Using LinkedIn to Identify Sales Prospects

Every marketer should have a pretty good idea about who their ideal customer is.  That’s their job.  Being able to identify a narrow prospect pool from within the wider population is important, because it means that a more targeted sales message can be used, and thereby increases the efficiency and ROI of any sales process.

Facebook advertising is a superb tool for advertising to specific demographics, and you can do a lot with the interface to make sure that you’re talking in the right way to the right person, but what about B2B sales, where the purchase cycle is longer and more formal?  Well there’s always LinkedIn


LinkedIn has been going since 2002, and has a membership base of around 90 million professionals around the world, of which about half visit on a monthly basis.  For many users, LinkedIn is no more than a modern day rolodex, however thanks to the ability to perform highly refined searches through its data base, its probably the most powerful prospect finder available to anyone working in sales.

Every product or service has a market of people who are most likely to buy, and you can easily identify the people within that market from within LinkedIn.

Step 1: Search

In most cases with B2B, there is a specific job role associated with purchasing a particular service.  For Social Media consultancy,  you would probably want to speak to the online marketing manager, simply search for that role and you get an giant list of all the people who currently fit the bill:

Searching in LinkedIn - Easy
Searching in LinkedIn - Easy

Remember I said 90 million members?  That means you have a lot of people who fall into any specific job role:

A quarter of a million Online Marketing Managers!
A quarter of a million Online Marketing Managers!

Step 2: Refine

A quarter of a million online marketing managers is a lot to work through, so it’s useful that LinkedIn allows you to refine your search considerably to find the best group of people.

Standard members have a choice of a number of refinement options as follows:

Refinement Options
Refinement Options

You don’t necessarily need to use all of these options, after all, we’re looking for a target market, not a specific individual…

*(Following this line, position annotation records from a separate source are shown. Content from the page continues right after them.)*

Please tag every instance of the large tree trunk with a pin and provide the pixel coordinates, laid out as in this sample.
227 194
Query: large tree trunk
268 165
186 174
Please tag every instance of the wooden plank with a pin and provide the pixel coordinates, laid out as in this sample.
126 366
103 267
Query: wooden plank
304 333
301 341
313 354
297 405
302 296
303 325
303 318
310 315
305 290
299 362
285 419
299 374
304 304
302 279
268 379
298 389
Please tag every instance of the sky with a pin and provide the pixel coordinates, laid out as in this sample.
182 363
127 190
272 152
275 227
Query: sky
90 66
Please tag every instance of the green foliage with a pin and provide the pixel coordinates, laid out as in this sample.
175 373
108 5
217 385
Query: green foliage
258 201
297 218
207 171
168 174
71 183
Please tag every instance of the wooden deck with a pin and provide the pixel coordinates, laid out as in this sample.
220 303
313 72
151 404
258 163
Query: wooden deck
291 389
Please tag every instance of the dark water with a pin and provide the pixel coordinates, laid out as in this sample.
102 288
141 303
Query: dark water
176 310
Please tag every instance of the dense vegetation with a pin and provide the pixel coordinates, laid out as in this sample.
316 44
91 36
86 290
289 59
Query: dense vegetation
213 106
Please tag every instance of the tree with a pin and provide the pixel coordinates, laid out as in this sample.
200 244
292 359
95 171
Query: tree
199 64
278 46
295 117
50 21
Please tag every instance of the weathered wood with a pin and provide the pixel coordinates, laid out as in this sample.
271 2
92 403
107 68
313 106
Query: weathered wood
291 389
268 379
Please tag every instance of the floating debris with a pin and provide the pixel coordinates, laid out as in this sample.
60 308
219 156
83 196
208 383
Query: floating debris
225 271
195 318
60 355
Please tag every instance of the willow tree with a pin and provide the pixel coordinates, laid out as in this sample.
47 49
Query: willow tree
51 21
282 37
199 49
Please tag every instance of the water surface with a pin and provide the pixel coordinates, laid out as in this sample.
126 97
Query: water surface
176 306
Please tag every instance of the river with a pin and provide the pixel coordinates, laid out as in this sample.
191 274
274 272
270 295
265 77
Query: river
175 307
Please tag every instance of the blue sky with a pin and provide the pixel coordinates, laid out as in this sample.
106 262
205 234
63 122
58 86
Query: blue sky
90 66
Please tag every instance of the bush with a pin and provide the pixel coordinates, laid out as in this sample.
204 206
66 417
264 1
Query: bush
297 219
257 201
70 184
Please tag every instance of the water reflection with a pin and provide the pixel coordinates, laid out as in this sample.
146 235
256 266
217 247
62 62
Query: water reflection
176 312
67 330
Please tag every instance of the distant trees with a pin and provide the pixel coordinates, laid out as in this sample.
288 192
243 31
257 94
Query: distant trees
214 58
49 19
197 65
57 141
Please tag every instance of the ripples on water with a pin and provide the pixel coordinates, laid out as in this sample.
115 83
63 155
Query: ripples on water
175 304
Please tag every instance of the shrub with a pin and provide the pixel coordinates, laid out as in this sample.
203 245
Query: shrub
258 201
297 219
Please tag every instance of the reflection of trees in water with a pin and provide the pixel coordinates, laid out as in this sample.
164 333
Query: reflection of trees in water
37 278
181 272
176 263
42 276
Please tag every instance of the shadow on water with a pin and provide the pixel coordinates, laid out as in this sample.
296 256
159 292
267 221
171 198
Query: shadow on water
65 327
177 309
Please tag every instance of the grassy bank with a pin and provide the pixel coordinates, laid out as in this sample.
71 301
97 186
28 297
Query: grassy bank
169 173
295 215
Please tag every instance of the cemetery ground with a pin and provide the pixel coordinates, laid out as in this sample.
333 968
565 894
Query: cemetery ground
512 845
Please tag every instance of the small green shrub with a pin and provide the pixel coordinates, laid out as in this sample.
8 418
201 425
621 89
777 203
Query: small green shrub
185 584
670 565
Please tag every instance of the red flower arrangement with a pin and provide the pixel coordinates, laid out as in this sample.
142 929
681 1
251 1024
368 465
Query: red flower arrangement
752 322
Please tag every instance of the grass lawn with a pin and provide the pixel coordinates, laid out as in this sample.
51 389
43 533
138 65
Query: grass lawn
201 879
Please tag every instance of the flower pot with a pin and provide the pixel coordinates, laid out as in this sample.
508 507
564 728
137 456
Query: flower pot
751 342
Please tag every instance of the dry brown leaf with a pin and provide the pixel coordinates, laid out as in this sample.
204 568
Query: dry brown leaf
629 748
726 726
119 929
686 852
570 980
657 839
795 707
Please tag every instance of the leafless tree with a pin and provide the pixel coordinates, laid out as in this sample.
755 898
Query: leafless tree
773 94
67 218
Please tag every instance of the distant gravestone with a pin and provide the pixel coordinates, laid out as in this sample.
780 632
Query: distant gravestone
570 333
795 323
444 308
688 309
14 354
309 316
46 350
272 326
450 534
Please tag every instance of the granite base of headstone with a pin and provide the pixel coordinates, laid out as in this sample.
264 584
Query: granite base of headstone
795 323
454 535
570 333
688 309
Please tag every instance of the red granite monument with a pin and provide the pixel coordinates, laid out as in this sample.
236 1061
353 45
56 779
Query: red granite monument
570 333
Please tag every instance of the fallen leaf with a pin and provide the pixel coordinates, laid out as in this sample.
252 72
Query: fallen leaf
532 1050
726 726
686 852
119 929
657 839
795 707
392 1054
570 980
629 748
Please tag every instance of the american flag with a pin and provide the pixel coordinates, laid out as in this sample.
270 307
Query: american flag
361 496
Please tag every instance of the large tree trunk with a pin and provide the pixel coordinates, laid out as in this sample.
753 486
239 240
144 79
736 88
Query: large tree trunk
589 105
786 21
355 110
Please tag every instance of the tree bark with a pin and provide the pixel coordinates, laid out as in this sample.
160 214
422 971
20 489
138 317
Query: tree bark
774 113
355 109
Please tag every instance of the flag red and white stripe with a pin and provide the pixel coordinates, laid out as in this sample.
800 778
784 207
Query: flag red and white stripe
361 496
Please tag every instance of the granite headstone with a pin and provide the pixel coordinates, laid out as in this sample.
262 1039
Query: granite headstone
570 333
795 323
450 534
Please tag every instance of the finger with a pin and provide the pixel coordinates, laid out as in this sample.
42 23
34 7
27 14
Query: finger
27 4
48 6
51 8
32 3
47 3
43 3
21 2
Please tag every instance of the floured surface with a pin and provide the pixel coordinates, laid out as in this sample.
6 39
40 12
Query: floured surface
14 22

Let’s say I have a UK centric Social Media consultancy product that is great for financial services companies, I can simply add those criteria to my search, and narrow it down:

…There are 39, 246 Online Marketing Managers in the UK

…There are 1,334 UK Based Online Marketing Managers working in Financial Services

That’s a reasonable prospect list to begin with.  There are plenty of things you can do to refine the search further, but at this point, it might be better to start trawling through it to find the right people to speak to.

Step 3: Contact

LinkedIn suggest that you don’t just accept invitations to connect from anyone, and a spammy approach to the service will likely get your profile flagged and your account closed.

Most users though do have a fairly open profile, so there is plenty of information that you can get about them before you make contact  – name, time in role, previous companies etc.  It’s often best to take the first contact off line – either through an email or a call, or a brochure through the post, but that is dependent on sales style.

It’s worth noting that LinkedIn have a paid profile option that allows you to be much more rigorous in your refinement of the search results, and also provides additional options about what information you can see about people.  It’s definitely worth investing in if you are planning to do a lot of prospecting through LinkedIN.